Art throwing us into contemplation of our human smallness isn’t an original Kusama concept. And a viewer’s vanity overtaking, if not physically destroying, an art object’s integrity isn’t new either. But there’s a new symbiotic balance between art appreciation and self-love in the selfie craze. The Kusama retrospective wouldn’t have “gone viral” without it, but there remains the unintended side-effect that those of us less selfie-crazed don’t need to bother. We can build, on from others’ selfies alone, what turns out to be a pretty accurate mental map of the exhibition’s insides. Mapping its outsides, checking out the exhibits exterior elements—like this Charlie-Brown-ish giant pumpkin—will require wandering around the North Capitol zone of monumental downtown D.C. But no lines.

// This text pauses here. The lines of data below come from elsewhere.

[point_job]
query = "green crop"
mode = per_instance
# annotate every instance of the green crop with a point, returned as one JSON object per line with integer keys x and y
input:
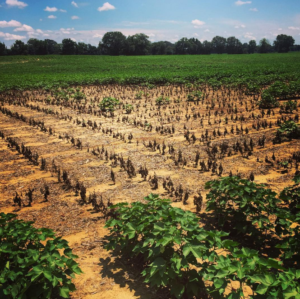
{"x": 174, "y": 252}
{"x": 33, "y": 262}
{"x": 253, "y": 72}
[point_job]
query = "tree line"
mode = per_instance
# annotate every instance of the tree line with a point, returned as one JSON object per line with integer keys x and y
{"x": 116, "y": 43}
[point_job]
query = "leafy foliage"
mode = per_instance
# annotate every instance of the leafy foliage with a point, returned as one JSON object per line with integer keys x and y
{"x": 241, "y": 202}
{"x": 224, "y": 70}
{"x": 172, "y": 250}
{"x": 33, "y": 262}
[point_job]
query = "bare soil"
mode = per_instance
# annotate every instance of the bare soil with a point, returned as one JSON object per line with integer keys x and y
{"x": 107, "y": 276}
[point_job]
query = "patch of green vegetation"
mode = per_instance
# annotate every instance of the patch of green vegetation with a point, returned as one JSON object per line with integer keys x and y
{"x": 256, "y": 71}
{"x": 34, "y": 263}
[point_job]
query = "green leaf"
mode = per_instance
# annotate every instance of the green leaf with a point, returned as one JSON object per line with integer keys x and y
{"x": 177, "y": 290}
{"x": 261, "y": 289}
{"x": 64, "y": 292}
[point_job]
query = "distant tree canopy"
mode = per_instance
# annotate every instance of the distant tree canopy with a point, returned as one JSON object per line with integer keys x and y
{"x": 116, "y": 43}
{"x": 264, "y": 46}
{"x": 113, "y": 43}
{"x": 283, "y": 43}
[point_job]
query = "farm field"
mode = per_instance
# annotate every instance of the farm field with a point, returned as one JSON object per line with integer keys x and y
{"x": 100, "y": 144}
{"x": 23, "y": 72}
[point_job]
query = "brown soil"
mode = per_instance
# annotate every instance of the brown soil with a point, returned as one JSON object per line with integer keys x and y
{"x": 106, "y": 276}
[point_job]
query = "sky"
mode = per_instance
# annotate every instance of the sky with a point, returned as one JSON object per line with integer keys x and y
{"x": 167, "y": 20}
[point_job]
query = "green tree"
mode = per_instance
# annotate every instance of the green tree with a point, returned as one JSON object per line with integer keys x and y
{"x": 283, "y": 43}
{"x": 234, "y": 46}
{"x": 69, "y": 47}
{"x": 113, "y": 43}
{"x": 19, "y": 48}
{"x": 137, "y": 44}
{"x": 264, "y": 46}
{"x": 36, "y": 47}
{"x": 162, "y": 48}
{"x": 252, "y": 46}
{"x": 218, "y": 44}
{"x": 3, "y": 50}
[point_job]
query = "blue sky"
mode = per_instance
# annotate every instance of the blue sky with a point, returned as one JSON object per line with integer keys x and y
{"x": 160, "y": 19}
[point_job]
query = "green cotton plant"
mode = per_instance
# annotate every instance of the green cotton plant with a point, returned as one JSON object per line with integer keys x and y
{"x": 174, "y": 252}
{"x": 33, "y": 262}
{"x": 242, "y": 203}
{"x": 290, "y": 244}
{"x": 166, "y": 240}
{"x": 109, "y": 104}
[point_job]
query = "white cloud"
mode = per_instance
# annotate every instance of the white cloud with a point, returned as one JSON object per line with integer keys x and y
{"x": 17, "y": 3}
{"x": 197, "y": 23}
{"x": 106, "y": 6}
{"x": 24, "y": 28}
{"x": 74, "y": 4}
{"x": 11, "y": 23}
{"x": 294, "y": 28}
{"x": 239, "y": 2}
{"x": 66, "y": 31}
{"x": 240, "y": 26}
{"x": 8, "y": 36}
{"x": 249, "y": 35}
{"x": 50, "y": 9}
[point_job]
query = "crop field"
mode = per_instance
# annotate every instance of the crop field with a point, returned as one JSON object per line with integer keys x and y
{"x": 23, "y": 72}
{"x": 85, "y": 133}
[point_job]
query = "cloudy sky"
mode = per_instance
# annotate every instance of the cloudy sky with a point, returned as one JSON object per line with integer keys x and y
{"x": 159, "y": 19}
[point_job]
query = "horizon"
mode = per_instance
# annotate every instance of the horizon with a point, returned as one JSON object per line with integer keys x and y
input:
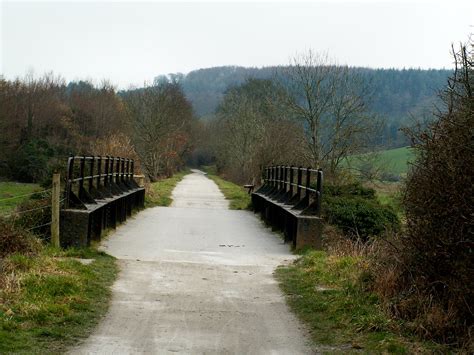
{"x": 130, "y": 44}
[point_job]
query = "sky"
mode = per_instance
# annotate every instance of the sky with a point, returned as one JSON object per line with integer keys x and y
{"x": 131, "y": 42}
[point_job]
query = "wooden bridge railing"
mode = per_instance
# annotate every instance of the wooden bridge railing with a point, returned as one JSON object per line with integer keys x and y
{"x": 296, "y": 186}
{"x": 100, "y": 192}
{"x": 290, "y": 200}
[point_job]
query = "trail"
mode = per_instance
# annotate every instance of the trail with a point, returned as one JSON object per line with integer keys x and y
{"x": 196, "y": 278}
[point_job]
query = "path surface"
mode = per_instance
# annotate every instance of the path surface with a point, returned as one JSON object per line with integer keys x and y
{"x": 196, "y": 278}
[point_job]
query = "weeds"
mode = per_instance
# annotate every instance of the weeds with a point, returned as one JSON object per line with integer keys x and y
{"x": 50, "y": 300}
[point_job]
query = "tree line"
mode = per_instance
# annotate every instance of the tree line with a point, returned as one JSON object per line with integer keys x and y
{"x": 44, "y": 119}
{"x": 397, "y": 94}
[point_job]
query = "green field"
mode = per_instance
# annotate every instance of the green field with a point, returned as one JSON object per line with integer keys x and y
{"x": 392, "y": 161}
{"x": 12, "y": 193}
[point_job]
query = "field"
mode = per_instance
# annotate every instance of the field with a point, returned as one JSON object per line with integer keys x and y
{"x": 12, "y": 193}
{"x": 392, "y": 161}
{"x": 51, "y": 300}
{"x": 326, "y": 293}
{"x": 238, "y": 197}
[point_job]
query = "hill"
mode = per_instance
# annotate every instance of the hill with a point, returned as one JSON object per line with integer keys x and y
{"x": 396, "y": 94}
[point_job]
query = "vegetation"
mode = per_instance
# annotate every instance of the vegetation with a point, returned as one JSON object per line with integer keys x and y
{"x": 9, "y": 192}
{"x": 430, "y": 265}
{"x": 386, "y": 165}
{"x": 325, "y": 291}
{"x": 45, "y": 120}
{"x": 49, "y": 298}
{"x": 159, "y": 193}
{"x": 236, "y": 194}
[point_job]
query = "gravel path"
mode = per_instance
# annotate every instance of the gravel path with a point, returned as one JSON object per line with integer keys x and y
{"x": 196, "y": 278}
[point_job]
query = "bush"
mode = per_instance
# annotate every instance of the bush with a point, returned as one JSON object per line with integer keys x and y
{"x": 35, "y": 212}
{"x": 360, "y": 218}
{"x": 350, "y": 190}
{"x": 432, "y": 270}
{"x": 16, "y": 240}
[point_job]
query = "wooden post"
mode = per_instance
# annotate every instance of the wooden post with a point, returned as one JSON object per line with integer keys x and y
{"x": 55, "y": 210}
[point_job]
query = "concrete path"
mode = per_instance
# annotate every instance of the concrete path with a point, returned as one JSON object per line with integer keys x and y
{"x": 196, "y": 278}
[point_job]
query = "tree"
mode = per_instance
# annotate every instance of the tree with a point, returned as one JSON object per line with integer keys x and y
{"x": 331, "y": 102}
{"x": 252, "y": 130}
{"x": 161, "y": 120}
{"x": 434, "y": 287}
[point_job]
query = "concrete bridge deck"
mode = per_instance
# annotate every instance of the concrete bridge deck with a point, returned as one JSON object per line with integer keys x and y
{"x": 196, "y": 278}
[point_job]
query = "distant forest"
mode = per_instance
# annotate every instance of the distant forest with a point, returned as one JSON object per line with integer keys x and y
{"x": 396, "y": 94}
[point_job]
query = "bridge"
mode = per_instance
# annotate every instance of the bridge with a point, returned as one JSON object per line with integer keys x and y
{"x": 196, "y": 277}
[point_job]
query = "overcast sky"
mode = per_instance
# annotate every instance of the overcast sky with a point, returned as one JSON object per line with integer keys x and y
{"x": 132, "y": 42}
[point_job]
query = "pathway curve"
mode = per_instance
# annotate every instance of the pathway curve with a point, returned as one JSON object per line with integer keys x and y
{"x": 196, "y": 278}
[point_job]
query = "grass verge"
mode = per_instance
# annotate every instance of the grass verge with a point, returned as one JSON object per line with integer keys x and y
{"x": 238, "y": 196}
{"x": 9, "y": 191}
{"x": 50, "y": 300}
{"x": 326, "y": 293}
{"x": 159, "y": 192}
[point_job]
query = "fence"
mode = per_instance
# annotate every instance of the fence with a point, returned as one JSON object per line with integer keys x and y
{"x": 290, "y": 200}
{"x": 100, "y": 193}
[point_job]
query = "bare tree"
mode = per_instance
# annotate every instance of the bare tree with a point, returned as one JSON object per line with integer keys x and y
{"x": 330, "y": 101}
{"x": 162, "y": 120}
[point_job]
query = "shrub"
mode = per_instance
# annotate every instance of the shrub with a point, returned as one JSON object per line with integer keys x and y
{"x": 360, "y": 218}
{"x": 350, "y": 190}
{"x": 30, "y": 162}
{"x": 432, "y": 269}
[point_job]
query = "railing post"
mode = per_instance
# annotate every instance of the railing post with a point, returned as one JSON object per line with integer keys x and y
{"x": 300, "y": 180}
{"x": 117, "y": 176}
{"x": 70, "y": 171}
{"x": 81, "y": 181}
{"x": 291, "y": 181}
{"x": 99, "y": 170}
{"x": 308, "y": 181}
{"x": 56, "y": 191}
{"x": 106, "y": 172}
{"x": 91, "y": 180}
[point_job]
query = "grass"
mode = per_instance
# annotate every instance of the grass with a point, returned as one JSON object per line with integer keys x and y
{"x": 159, "y": 192}
{"x": 51, "y": 300}
{"x": 325, "y": 291}
{"x": 393, "y": 161}
{"x": 237, "y": 195}
{"x": 13, "y": 189}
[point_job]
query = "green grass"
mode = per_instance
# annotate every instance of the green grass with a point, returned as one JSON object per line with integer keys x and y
{"x": 159, "y": 193}
{"x": 325, "y": 292}
{"x": 9, "y": 190}
{"x": 393, "y": 161}
{"x": 50, "y": 301}
{"x": 237, "y": 195}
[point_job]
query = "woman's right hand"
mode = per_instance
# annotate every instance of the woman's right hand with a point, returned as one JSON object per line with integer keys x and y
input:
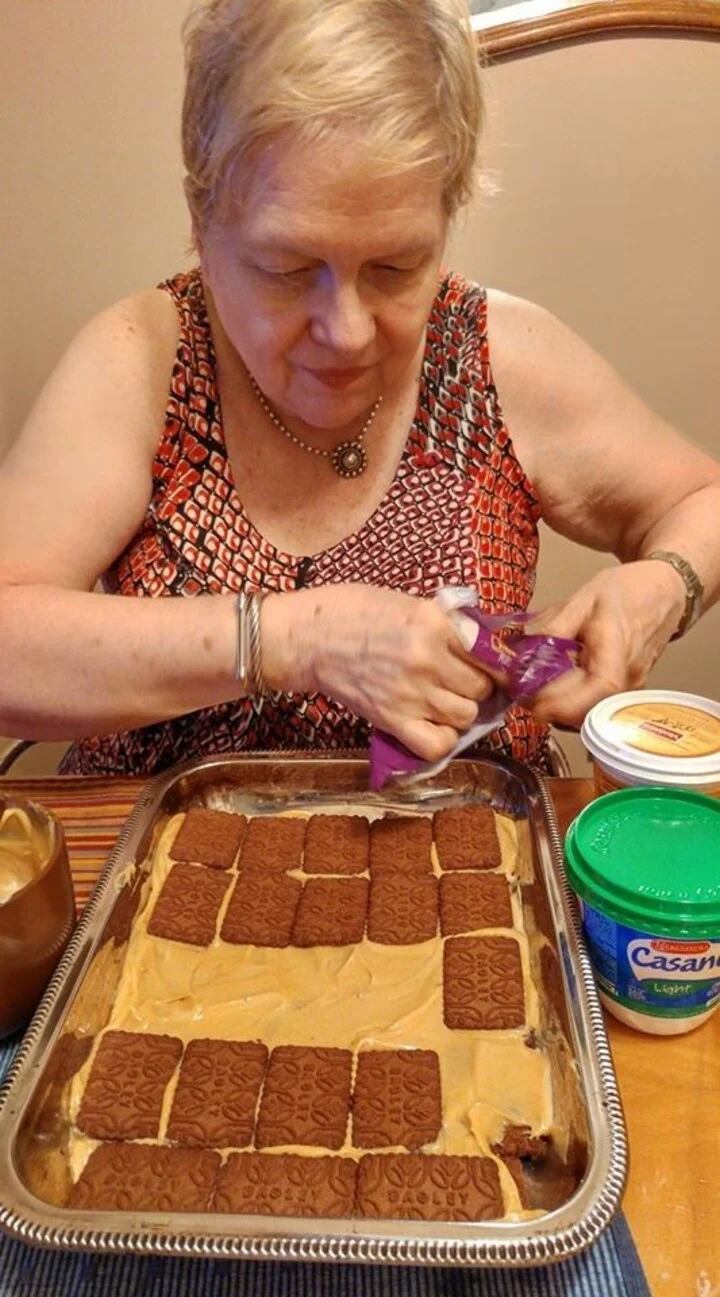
{"x": 392, "y": 658}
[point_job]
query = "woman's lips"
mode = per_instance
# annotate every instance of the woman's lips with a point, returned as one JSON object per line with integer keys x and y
{"x": 339, "y": 378}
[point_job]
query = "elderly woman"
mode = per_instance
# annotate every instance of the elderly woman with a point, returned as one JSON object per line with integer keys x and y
{"x": 284, "y": 453}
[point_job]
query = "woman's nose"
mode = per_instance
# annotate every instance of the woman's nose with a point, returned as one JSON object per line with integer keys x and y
{"x": 340, "y": 321}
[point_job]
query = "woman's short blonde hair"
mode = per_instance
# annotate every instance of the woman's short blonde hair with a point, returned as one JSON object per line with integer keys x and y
{"x": 404, "y": 73}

On a cold and windy weekend afternoon recently, an equally clueless friend and I approached the by-then traditional Hirshhorn lines. Not having done our research, we wondered vaguely if they were worth waiting in. Line-standers emitted an off-putting aura of long-haul commitment. We wandered off through the Hirshhorn sculpture garden. (There, we learned from its attendant plaque that Barry Flanagan’s Thinker on a Rock—a slender bronze rabbit poised in postmodern parody of Rodin—does, in fact, predate the psycho-thriller Donnie Darko, which features an equally frightening rabbit-person. But by few enough years that the theory of recombinant conceptualization basically still applies.)

Anyway, there was a much shorter line across the street at the National Archives. Part of the reason may be that, as we would learn, viewers are discouraged from snapping a selfie with the Declaration of Independence.